It’s a compressed version of my experiences with depression (and there are several other people quoted that have some fantastic insights; even greater than mine in the piece, in my opinion). I’m a plant biologist, not a botanist (not that there’s anything wrong with that– I would actually like to branch out and do something in another plant species), but other than that, it is representative of my experiences that I am still coming back from to this day.
I hope the article helps someone out there who might be struggling. I say on here a lot that my story is about how not to do a postdoc (and hopefully my blog is a way to help me and others do it better); and if the stress of your academic experience is negatively affecting your life, then definitely seek help. Or as the article puts it: don’t forget to dance if that’s what you love.
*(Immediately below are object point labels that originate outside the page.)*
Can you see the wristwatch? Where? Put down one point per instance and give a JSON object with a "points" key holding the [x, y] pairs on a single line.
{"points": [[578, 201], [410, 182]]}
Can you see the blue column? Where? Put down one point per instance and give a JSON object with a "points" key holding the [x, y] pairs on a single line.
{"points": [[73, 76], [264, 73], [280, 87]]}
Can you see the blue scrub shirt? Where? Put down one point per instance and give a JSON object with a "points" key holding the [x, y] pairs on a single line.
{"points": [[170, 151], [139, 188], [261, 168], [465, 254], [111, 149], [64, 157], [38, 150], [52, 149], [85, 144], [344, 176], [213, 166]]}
Surveys (yes, I know I’m being lazy by not linking to a survey; but they are all over) have shown that the mental health of grad students and postdocs, hell, probably amongst academics period is not in a great state. Most of us probably are functioning rather well, considering the pressures. That said, this is still a problem and we’re not doing our best work because of it (I know there’s a lot more to doing good science than just a healthy brain with a productive mindset towards work– necessary, but not sufficient).
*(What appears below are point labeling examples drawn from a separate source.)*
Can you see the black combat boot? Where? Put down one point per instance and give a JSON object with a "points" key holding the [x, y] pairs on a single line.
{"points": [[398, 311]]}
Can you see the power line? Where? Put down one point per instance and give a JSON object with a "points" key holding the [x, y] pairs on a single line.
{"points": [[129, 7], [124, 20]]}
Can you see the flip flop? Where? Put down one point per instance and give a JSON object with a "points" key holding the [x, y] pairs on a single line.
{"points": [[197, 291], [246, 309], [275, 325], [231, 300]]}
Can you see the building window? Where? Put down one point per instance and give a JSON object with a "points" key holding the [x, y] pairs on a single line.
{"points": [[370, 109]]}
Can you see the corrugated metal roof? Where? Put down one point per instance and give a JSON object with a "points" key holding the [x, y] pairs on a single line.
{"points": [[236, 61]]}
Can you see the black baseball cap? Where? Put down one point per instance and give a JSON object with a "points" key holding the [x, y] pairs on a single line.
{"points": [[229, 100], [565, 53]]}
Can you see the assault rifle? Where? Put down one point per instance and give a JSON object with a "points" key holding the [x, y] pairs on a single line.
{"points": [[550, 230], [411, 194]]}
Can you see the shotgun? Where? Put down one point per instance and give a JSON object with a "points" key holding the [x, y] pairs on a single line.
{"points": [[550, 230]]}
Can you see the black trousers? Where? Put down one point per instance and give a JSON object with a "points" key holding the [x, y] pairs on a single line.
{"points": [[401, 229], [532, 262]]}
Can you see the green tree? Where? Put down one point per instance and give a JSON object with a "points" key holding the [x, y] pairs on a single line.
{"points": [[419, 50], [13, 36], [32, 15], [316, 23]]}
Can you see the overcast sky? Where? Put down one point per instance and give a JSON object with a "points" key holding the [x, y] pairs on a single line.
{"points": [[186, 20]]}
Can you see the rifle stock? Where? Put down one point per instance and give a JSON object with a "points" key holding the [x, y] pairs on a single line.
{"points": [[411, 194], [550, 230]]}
The reaction I’ve had to my interview has all been positive; which is good, for sure. My fear with talking about depression is that it’s just whining and no one else actually relates. I’ve talked to enough people that I’m confident (p<.001) that this is real, that academia requires a lot of us and that in a lot of ways is a breeding ground for mental health problems.
Science is powerful. It’s incredible. It requires an engaged mind (at least while you’re actually doing science; it’s OK to not be doing it 24/7/365; brains need space to process ideas, down time and just time away to come back to things with a fresh perspective). And a stressed out, depressed, anxious mind is not engaged– it’s distracted. Scientists spend a lot of time overcoming our human cognitive biases; in a way, depression can be categorized as just that (it’s more, but it certainly is a distorted and limited perspective on the world that can be hard to break out of).
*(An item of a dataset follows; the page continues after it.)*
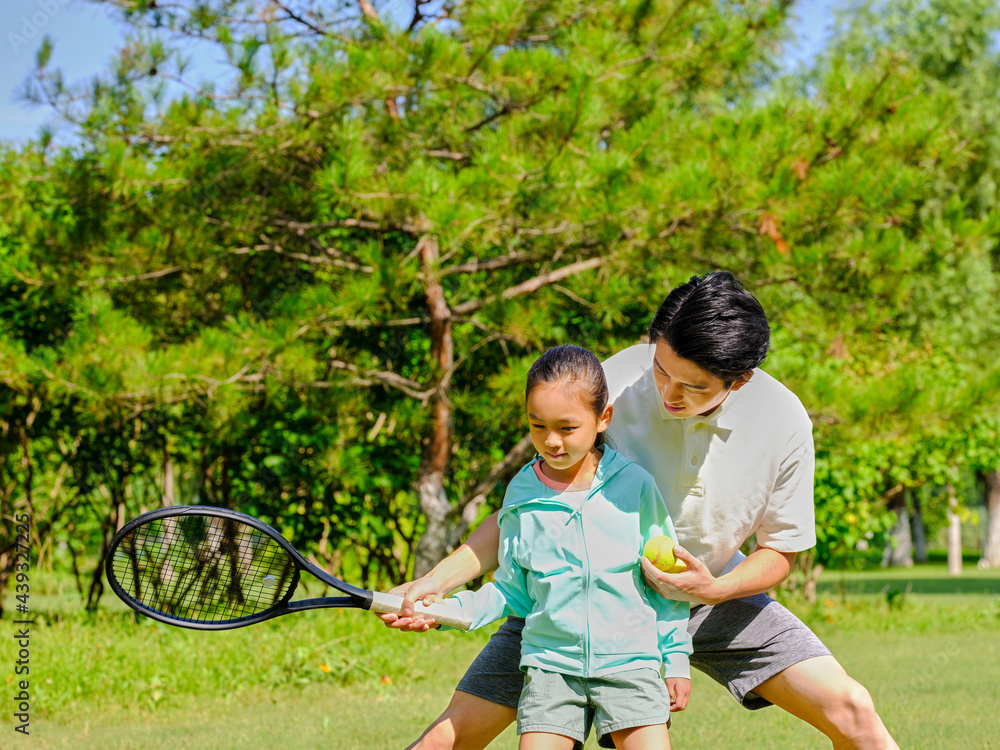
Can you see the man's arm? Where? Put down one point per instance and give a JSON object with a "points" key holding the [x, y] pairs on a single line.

Being a scientist is quite difficult. No, we don’t work in a coal mine (maybe a little; always wear PPE & do practice lab safety protocols!) and I am very grateful that I get to use high tech equipment/techniques to explore the world, to help educate people about the things I learn, and to get to interact with really brilliant people.
I’ve been told it’s bold to just say that I suffered from depression out loud, under my own name (in fact, if you talk to me in person about this, I do have a really hard time with it still; I make a lot less eye contact). Nearly everything good that’s happened to me the last few years has been because I started talking about this out loud. The silence, the isolation was killer, nearly did, kill me. So I tried something different. I went against my depressive instinct and started talking about it.
I think I’ve learned to talk about it better over time. And of course, I’ve had many positive voices to help me along the way (but not false positivity– the well grounded kind).
Thank you for reading. I hope by being open and talking about my struggles, it will help someone else with theirs. I don’t get why it’s so hard to realize that all humans suffer and struggle (Shout out to The Buddha for popularizing this notion thousands of years ago). Productively dealing with struggles is challenging. In fact, it’s probably why the economy exists. And science.
I just hope I haven’t gotten my brain into a better mode too late to do me much good, career wise. Besides getting help/talking to someone, the best thing I think I can say is be self-aware and the sooner you can get through struggling with depression, anxiety, impostorism or perfectionism, the better.